Silverman has since turned the complaint into grist for her stand-up act, saying that the experience helped teach her the important lesson that racism is bad: “And I mean bad, like in that black way.” Her stand-up act is similarly charged with outrageously ironic racist statements, delivered in a convincingly serious manner:
“Everybody blames the Jews for killing Christ, and then the Jews try to pass it off on the Romans. I’m one of the few people who believe it was the blacks.”
“I was raped by a doctor, which is so bittersweet for a Jewish girl.”
“Everyone knows that the best time to get pregnant is when you’re a black teenager.”

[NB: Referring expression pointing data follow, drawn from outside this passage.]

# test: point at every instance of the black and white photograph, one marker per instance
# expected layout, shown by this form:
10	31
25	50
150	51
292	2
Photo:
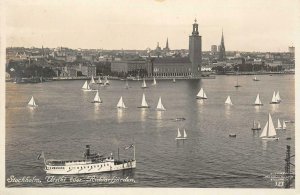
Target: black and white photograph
170	95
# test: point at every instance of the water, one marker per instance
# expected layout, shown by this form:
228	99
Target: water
66	121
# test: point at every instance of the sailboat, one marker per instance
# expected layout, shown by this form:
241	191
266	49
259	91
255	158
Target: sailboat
32	103
144	84
92	80
255	78
279	127
201	94
269	132
228	101
256	125
154	81
278	97
160	106
86	87
106	81
237	79
257	101
274	99
121	103
97	98
127	85
99	81
179	137
144	103
283	125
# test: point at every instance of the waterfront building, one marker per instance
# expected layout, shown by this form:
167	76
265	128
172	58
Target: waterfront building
222	55
214	49
195	51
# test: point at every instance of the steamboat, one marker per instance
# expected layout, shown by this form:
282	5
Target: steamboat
91	163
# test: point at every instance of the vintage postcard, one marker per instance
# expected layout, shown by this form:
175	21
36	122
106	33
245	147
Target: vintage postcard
163	96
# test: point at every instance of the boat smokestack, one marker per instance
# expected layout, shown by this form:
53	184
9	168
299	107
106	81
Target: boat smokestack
87	151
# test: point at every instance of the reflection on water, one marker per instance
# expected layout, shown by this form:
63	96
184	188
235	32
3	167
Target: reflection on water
143	114
227	111
120	115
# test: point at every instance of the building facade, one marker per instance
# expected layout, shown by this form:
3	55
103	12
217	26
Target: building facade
195	51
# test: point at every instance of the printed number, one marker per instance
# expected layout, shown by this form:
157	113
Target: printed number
279	183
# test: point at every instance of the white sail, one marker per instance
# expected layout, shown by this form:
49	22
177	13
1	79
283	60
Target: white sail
99	80
92	80
278	99
97	98
160	106
274	100
32	102
257	100
121	103
265	130
144	103
283	125
278	124
178	133
228	101
154	81
85	85
184	134
144	84
269	129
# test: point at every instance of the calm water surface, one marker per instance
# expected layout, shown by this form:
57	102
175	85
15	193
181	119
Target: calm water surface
66	121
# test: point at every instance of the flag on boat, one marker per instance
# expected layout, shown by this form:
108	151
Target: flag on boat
41	155
127	147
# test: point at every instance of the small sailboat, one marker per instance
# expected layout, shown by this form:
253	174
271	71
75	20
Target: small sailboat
92	80
283	125
86	87
257	101
279	127
274	99
106	82
278	97
32	103
160	106
256	125
269	132
127	85
237	79
201	94
154	81
144	103
99	81
228	101
179	137
144	84
97	98
121	103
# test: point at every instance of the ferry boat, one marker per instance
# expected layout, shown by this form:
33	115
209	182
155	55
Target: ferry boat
91	163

Another classic snapshot of Silverman is what Paul Provenza called a “disconcerting and uncomfortable” performance of the infamous joke called The Aristocrats in his documentary of the same name. In her version of the joke she accuses Joe Franklin of raping her, in a deadpan manner. On the DVD release of the film, Provenza joked that Silverman had planned a publicity stunt in which she filed rape charges against Franklin.
Silverman talked about having dated Dave Attell on one of her appearances on the Howard Stern radio show. Silverman was also romantically linked with Colin Quinn during her Saturday Night Live career, which is referred to humorously by both parties. According to NNDB.com, she also dated comedian Sam Seder. In her first appearance on the Stern show in June 2001, she said she was dating someone named Tom who wrote for SNL and Michael Moore.
Since 2002, Silverman has been in a relationship with Jimmy Kimmel, host of Jimmy Kimmel Live. It is a relationship she refers to in some of her comic material:
“I wear this Saint Christopher medal sometimes because–I’m Jewish, but my boyfriend is Catholic –it was cute the way he gave it to me. He said if it doesn’t burn through my skin it will protect me.”
“I’m not going to make fun of Jimmy anymore because he might withhold his tiny penis from me.”
Silverman is a fan of Jenny Lewis and appeared in one of Lewis’s music videos. She also is a fan of comedian Steve Martin and got a lot of inspiration from him growing up.
Silverman is very open about her lifelong battle with clinical depression, crediting her freedom from attacks of emotional despair to her use of prescription Zoloft. Silverman said she’s a teetotaller because she says alcohol nauseates her. She has, however, claimed that she smokes marijuana at least four days out of each week.
Silverman says she doesn’t want to get married until same-sex couples are able to.